Celibato e maturação da personalidade
56. O desejo natural e legítimo de o homem amar uma mulher e o de
constituir família são superados pelo celibato, mas não é verdade
que o matrimônio e a família sejam a única via para a maturidade da
pessoa humana. No coração do sacerdote não está extinto o amor.
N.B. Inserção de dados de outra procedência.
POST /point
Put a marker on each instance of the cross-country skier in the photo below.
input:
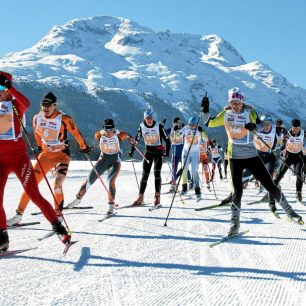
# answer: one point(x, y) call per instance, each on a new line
point(239, 121)
point(225, 163)
point(50, 128)
point(177, 145)
point(109, 141)
point(280, 132)
point(14, 158)
point(215, 149)
point(192, 141)
point(204, 161)
point(293, 142)
point(153, 134)
point(265, 142)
Bebida na mais pura fonte (cf. 1Jo 4,8-16), exercida à
imitação de Cristo e da Igreja, a caridade, como todo o autêntico
amor, é exigente e concreta (cf: 1Jo 3,16-18), abre até
ao infinito o horizonte do sacerdote, aprofunda e dilata-lhe o sentido
de responsabilidade, índice de personalidade madura, desenvolve
nele, como expressão de mais alta e ampla paternidade, a plenitude e
delicadeza de sentimentos [35] que o enriquecem com superabundante
medida.
Celibato e matrimônio
57. Todo o Povo de Deus deve dar testemunho do mistério de
Cristo e do seu reino, mas este testemunho não é unívoco para
todos. Deixando aos filhos leigos casados, o dever do necessário
testemunho da vida conjugal e familiar autêntica e plenamente cristã,
a Igreja confia aos sacerdotes o testemunho de vida totalmente dedicada
às mais novas e fascinantes realidades do reino de Deus.
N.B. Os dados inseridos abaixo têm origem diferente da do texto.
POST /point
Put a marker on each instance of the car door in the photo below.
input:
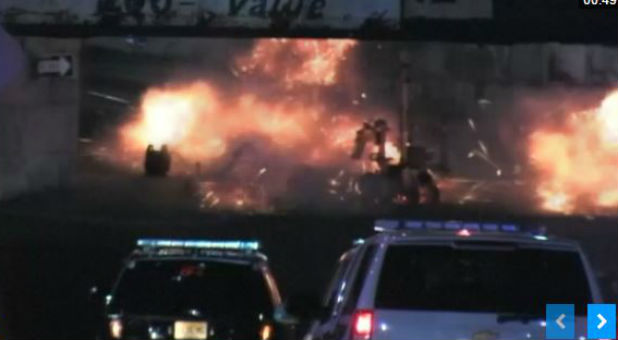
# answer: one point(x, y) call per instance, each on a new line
point(324, 327)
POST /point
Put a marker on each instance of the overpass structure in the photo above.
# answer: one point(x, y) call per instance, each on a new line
point(477, 21)
point(41, 48)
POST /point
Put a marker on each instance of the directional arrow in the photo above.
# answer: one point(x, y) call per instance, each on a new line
point(602, 323)
point(559, 321)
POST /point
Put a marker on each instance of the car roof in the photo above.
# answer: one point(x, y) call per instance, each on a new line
point(228, 251)
point(406, 236)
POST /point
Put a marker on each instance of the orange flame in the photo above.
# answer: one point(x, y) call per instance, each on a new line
point(204, 123)
point(200, 125)
point(578, 163)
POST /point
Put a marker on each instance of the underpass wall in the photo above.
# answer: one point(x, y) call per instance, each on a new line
point(38, 118)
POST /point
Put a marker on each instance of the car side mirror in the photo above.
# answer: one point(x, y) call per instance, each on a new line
point(306, 307)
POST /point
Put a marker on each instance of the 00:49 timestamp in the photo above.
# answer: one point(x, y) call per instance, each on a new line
point(598, 3)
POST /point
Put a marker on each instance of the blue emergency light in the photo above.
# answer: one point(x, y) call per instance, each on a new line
point(199, 244)
point(433, 225)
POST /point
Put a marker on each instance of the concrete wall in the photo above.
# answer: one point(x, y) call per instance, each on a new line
point(450, 79)
point(38, 122)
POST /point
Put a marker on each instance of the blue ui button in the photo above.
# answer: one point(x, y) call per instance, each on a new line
point(601, 321)
point(560, 321)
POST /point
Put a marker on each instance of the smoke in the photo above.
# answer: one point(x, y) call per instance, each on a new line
point(276, 130)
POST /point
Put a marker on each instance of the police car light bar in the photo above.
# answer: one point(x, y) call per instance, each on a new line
point(392, 225)
point(199, 244)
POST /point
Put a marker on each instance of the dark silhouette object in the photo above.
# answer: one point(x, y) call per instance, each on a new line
point(428, 191)
point(157, 163)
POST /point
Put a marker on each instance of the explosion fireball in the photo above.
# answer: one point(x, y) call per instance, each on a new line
point(205, 123)
point(577, 163)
Se ao sacerdote falta a experiência pessoal e direta da vida de
matrimônio, não lhe faltará certamente, em virtude da formação,
do ministério e da graça de estado, um conhecimento do coração
humano, talvez ainda mais profundo, que lhe permitirá atingir esses
problemas na sua fonte, e prestar valioso auxílio aos cônjuges e às
famílias cristãs assistindo-as e aconselhando-as (cf. 1Cor
2,15). A presença, no lar cristão, do sacerdote que vive em
plenitude o celibato, vincará a dimensão espiritual de todo o amor
digno deste nome, e o sacrifício pessoal que ele faz merecerá para os
féis, unidos pelos vínculos do matrimônio, a graça de uma
autêntica união.
Solidão do sacerdote celibatário
58. É certo: o sacerdote, pelo seu celibato, é homem
solitário. Mas não é solidão vazia, porque está plena de Deus e
da superabundante riqueza do seu reino. Além disso, ele preparou-se
para esta solidão, que deve ser plenitude interior e exterior de
caridade, escolheu-a conscientemente e não por orgulho de ser
diferente dos outros, não para subtrair-se às responsabilidades
comuns, não para estremar-se dos irmãos ou por desestima do mundo.
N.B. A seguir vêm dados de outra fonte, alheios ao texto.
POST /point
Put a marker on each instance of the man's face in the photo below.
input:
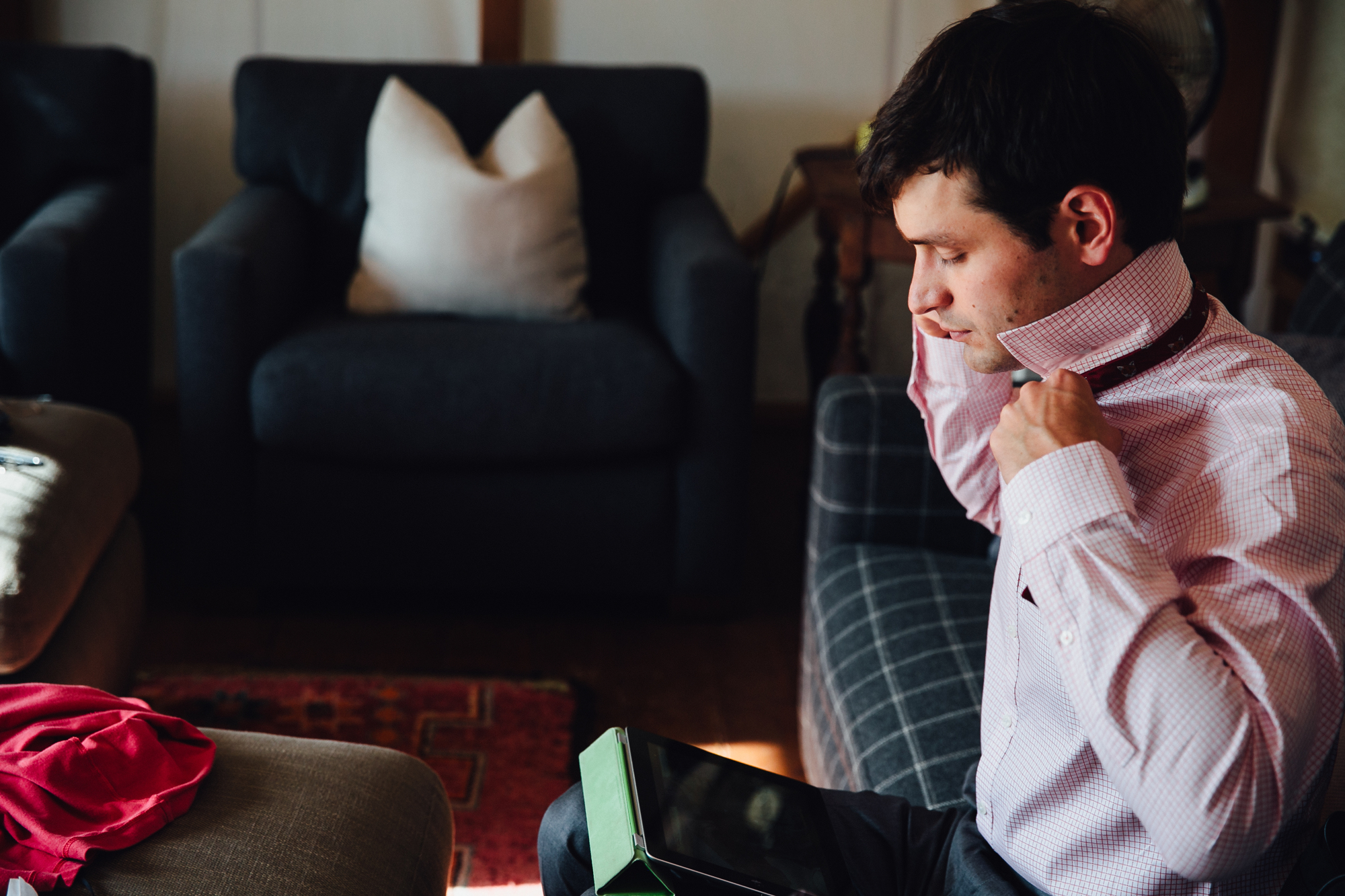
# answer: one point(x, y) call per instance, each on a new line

Segregado do mundo, o sacerdote não está separado do Povo de
Deus, porque foi constituído em favor dos homens (Hb 5,1),
consagrado totalmente ao serviço da caridade (cf. lCor 14,4ss)
e à obra para que o Senhor o chamou.[36]
Cristo e a solidão sacerdotal
59. Por vezes a solidão pesará dolorosamente sobre o sacerdote,
mas nem por isso há de arrepender-se de tê-la generosamente
escolhido. Também Cristo, nas horas mais trágicas da vida, ficou
só, abandonado mesmo daqueles que tinha escolhido para testemunhas e
companheiros e que Ele tinha amado até ao fim (Jo 13,1), mas
declarou: "Eu não estou só, porque o Pai está comigo" (Jo
16,32). Quem escolheu ser todo de Cristo há de encontrar,
antes de tudo, na intimidade com Ele e na sua graça, a força de
ânimo necessária para dissipar a melancolia e para vencer os
desânimos. Não lhe faltará a proteção da Virgem Mãe de Jesus
e os maternos desvelos da Igreja a cujo serviço se consagrou.
Poderá contar com a solicitude do seu pai em Cristo, o Bispo, com
a fraternidade íntima dos irmãos no sacerdócio e com o conforto de
todo o Povo de Deus. E se a hostilidade, a desconfiança, a
indiferença dos homens lhe tornarem por vezes demasiado amarga a
solidão, há de saber compartilhar com dramática evidência a mesma
sorte de Cristo, como o apóstolo que não é maior do que Aquele que
o enviou (cf. Jo 13,16;15,18), como o amigo que foi
admitido aos segredos mais dolentes e mais gloriosos do divino Amigo
que o escolheu para produzir, num viver aparentemente de morte, frutos
misteriosos de vida (cf. Jo 15,15-16.20).